I have correctly solved a system of ODEs to calculate a car’s trajectory from a given steering input:

A is a matrix describing the vehicle parameters; b is a vector based on vehicle parameters; u is the steering input; and V is the velocity. The parameters A, b and V are not time dependent. The steering input (radians) is a time-dependent step input as shown in the code.

import numpy as np
import matplotlib.pyplot as plt
from scipy.integrate import odeint
# model parameters
m = 1500 #mass
I = 2500 #moment inertia
lf = 1.1
lr = 1.6
Cf = 55000 #tire stiffness
Cr = 60000
V = 27.77    
A = np.array([[-2*(Cf+Cr)/(m*V), (2*(Cr*lr-Cf*lf)/(m*V**2))-1,0,0,0],[2*(Cr*lr-Cf*lf)/I, -2*((Cf*lf**2)+(Cr*lr**2))/(I*V),0,0,0]])
b = np.array([(2*Cf)/(m*V),(2*Cf*lf)/I])
def func(x,t):
x1 = x[0]
x2 = x[1]
x3 = x[2]
x4 = x[3]
x5 = x[4]
if t>1 and t<1.5:  # steering inputs
u = .2
elif t>3.5 and t<4:
u=-.2
elif t>8 and t<8.5:
u = -.2
elif t>10.5 and t<11:
u = .2
else:
u=0
dx1dt = np.dot(A[0,:],x) +b[0]*u 
dx2dt = np.dot(A[1,:],x) + b[1]*u
dx3dt = V*np.cos(x5+x1)
dx4dt = V*np.sin(x5+x1)
dx5dt = x2
return [dx1dt, dx2dt,dx3dt,dx4dt,dx5dt]
x0 =[0,0,0,0,0] # initial conditions
t = np.arange(0,20,.005) #timestep 0 to 20 seconds at .005sec interval
x = odeint(func,x0,t)
x1 = x[:,0]
x2 = x[:,1]
x3 = x[:,2]
x4 = x[:,3]
x5 = x[:,4]
plt.plot(x3,x4) # x3 is x position, x4 is y position
plt.xlim([0,600])
plt.ylim([0,40])

Now, depending on the timestep, I get totally different results:

• For 0.005 and 0.08, I get a correct solution.
• For 0.03, I get a solution that is only zero.
• For 0.08, I get an incorrect non-zero solution.

Why would changing the timestep result in a zeros for the other variables?
How can one know which timestep values provide a correct solution without knowing the correct solution beforehand?

What you observe is probably due to the following:

• u suddenly changes on very small time scales compared to your integration time.
• The t argument of odeint is not prescribing mandatory integration steps, but rather points at which the solution is evaluated. odeint may decide to take coarser steps than given in t and then interpolate the result at the points given in t. However, t does affect the guess of step sizes and thus the steps actually taken. (I am not completely sure about this since I cannot find it documented, but it’s a common behaviour for integrators and perfectly matches your observations.)
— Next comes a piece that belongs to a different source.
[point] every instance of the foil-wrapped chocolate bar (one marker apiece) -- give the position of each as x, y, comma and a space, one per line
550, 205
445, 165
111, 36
As a result, odeint may completely step over the intervals where u is different (steering inputs) and thus your car is computed to drive straight instead of taking a turn. For example in such a case, your function func simply never gets evaluated for any time between 1 and 1.5 and thus odeint cannot possibly know that it changes its behaviour in that interval.

To avoid this, set the parameter hmax which governs the maximum step size such that at least one step has to be within a steering interval:

x = odeint(func,x0,t,hmax=0.49)

The adaptive integrator will then take care to further scale down the steps accordingly.